Merge Trees -> Create Index of Original Tree as Friend

bleu65 · September 6, 2022, 12:17pm

Hello,

I’m combining my skimmed monte carlo in root files. I have a tree named in “Event” in a bunch of files and I combine them like:

TChain* eventsMerged = new TChain("Event");
for (const auto& filename : inputFiles)
  {eventsMerged->Add(filename.c_str());}
Long64_t operationCode = eventsMerged->Merge(outputFile.c_str());

so far, so good.

However, I’d like to preserve which file or tree these came from (even it just an int index that counts) so I can trace back events. I keep an event ID inside each event, so that’s fine, but these can be degenerate from different ‘runs’ in different skimmed files I’m merging. Is there a way to do this?

I imagined creating a friend TTree with 1x leaf that is something like int originalTTreeID.

E.g. (fictional) data would look like (for some skimmed data):

EventID     originalTTreeID
12              1
26              1
11              2
12              2
14              2
4               3
.... etc

Many thanks,
Laurie

etejedor · September 6, 2022, 2:23pm

Hello,

@pcanal can perhaps comment on how one would usually do this.

pcanal · September 6, 2022, 5:50pm

If you do need to keep the distinction of which TTree comes from which files, what is the benefit/advantage to merge the files in you case?

bleu65 · September 6, 2022, 5:55pm

So, in the mean time, I looped over each of my files I’m merging and built up a vector of N entries in each. I then created a friend tree in the new output file and for n events in that file, Fill n times the index. A bit cludgy but worked. Is there a better way?

std::vector<unsigned long long int> nEventsPerTree;
for (const auto& filename : inputFiles)
  {
    TFile* f = new TFile(filename.c_str(), "READ");
    TTree* eventTree = dynamic_cast<TTree*>(f->Get("Event"));
    nEventsPerTree.push_back(eventTree->GetEntries());
    f->Close(); delete f;
  }

// in the output file... after merging... looks like
//TFile* output = new TFile("output.root", "UPDATE");
TTree* eventCombineInfoTree = new TTree("EventCombineInfo", "EventCombineInfo");
UInt_t originalID = 0;
eventCombineInfoTree->Branch("combinedFileIndex", &originalID);
for (int fileIndex = 0; fileIndex < (int)nEventsPerTree.size(); fileIndex++)
  {
    unsigned long long int v = nEventsPerTree[fileIndex];
    for (unsigned long long int j = 0; j < v; j++)
      {
        originalID = (UInt_t)fileIndex;
        eventCombineInfoTree->Fill();
      }
  }
TTree* eventTree = dynamic_cast<TTree*>(output->Get("Event"));
eventTree->AddFriend(eventCombineInfoTree);}

bleu65 · September 6, 2022, 5:58pm

I skim my original monte carlo down to ~ 1% of it’s original size. I combine files to avoid having thousands of tiny files. But I still need to be able to retrace an event to a run and therefore seed value.

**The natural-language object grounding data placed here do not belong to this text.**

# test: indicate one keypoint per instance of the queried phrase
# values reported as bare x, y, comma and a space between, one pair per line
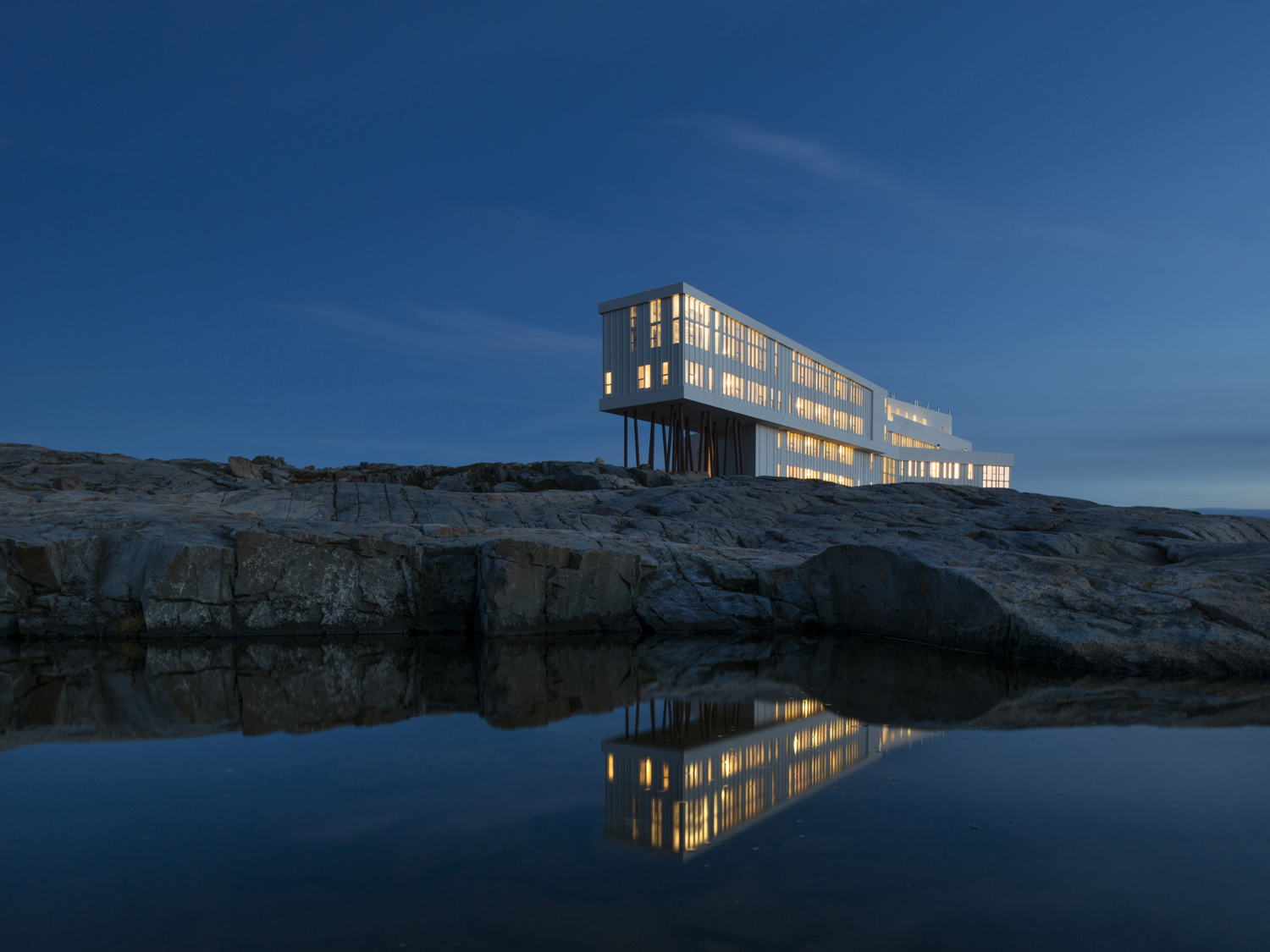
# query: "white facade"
690, 365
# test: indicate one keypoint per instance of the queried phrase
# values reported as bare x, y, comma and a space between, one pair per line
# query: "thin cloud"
804, 152
455, 333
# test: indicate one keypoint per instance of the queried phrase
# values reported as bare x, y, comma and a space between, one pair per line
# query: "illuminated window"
810, 410
846, 388
848, 421
810, 373
696, 322
898, 439
996, 476
731, 338
756, 349
802, 443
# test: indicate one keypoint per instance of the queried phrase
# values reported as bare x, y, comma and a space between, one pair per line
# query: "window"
897, 439
807, 446
996, 476
846, 388
810, 373
696, 322
848, 421
729, 340
756, 349
810, 410
840, 452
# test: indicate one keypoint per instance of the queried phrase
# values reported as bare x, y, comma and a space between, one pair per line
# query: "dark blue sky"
378, 231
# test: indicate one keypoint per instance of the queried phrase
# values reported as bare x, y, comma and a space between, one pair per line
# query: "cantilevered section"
721, 393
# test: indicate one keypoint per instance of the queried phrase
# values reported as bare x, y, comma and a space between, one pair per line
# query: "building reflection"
698, 772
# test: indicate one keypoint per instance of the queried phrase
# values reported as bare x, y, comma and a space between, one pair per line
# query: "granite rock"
187, 546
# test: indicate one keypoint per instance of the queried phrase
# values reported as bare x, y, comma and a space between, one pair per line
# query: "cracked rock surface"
187, 546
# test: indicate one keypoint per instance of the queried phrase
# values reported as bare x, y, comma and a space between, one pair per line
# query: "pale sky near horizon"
342, 231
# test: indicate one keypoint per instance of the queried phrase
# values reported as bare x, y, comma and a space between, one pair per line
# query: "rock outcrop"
192, 548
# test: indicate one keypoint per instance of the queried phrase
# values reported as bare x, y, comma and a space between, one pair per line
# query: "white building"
678, 363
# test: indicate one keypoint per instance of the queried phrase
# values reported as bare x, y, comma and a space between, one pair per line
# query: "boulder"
190, 548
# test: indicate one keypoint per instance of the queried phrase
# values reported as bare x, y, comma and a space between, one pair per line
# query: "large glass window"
732, 338
756, 349
812, 373
696, 322
996, 476
897, 439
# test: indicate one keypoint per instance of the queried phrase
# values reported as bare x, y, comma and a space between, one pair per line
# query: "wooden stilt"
726, 433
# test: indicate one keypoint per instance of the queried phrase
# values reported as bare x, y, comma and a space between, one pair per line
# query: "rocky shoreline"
188, 548
102, 691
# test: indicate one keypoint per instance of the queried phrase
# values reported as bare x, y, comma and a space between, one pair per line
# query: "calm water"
761, 822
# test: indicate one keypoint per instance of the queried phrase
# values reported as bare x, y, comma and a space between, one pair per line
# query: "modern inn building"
680, 365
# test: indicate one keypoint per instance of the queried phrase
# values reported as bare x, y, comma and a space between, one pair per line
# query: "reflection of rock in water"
58, 691
705, 771
99, 691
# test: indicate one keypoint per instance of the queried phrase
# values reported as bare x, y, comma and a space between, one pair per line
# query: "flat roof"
685, 289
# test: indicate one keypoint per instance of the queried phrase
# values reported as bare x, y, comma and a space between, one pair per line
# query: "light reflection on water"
256, 814
716, 768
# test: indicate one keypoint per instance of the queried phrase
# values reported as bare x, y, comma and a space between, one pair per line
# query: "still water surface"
744, 823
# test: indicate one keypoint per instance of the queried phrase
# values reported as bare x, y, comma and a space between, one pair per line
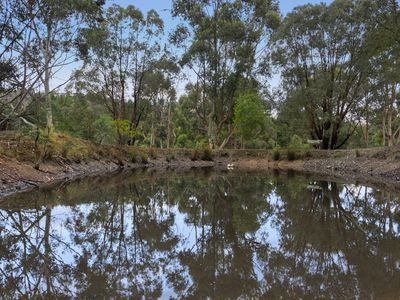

The skimming is used to prepare a handoff file to a detector simulation but the original monte carlo contains much more detailed information.

I guess there just isn’t such a feature?

pcanal · September 6, 2022, 6:11pm

Usually when creating the original tree (that are eventually skimmed), there is enough information to uniquely identify the entries. Very often a “run number” is used in addition to the “event number”.

An alternative could be that at the time you are doing the skimming you add new column/branch and filled it with the unique information (i.e your file number).

system · September 20, 2022, 6:12pm

This topic was automatically closed 14 days after the last reply. New replies are no longer allowed.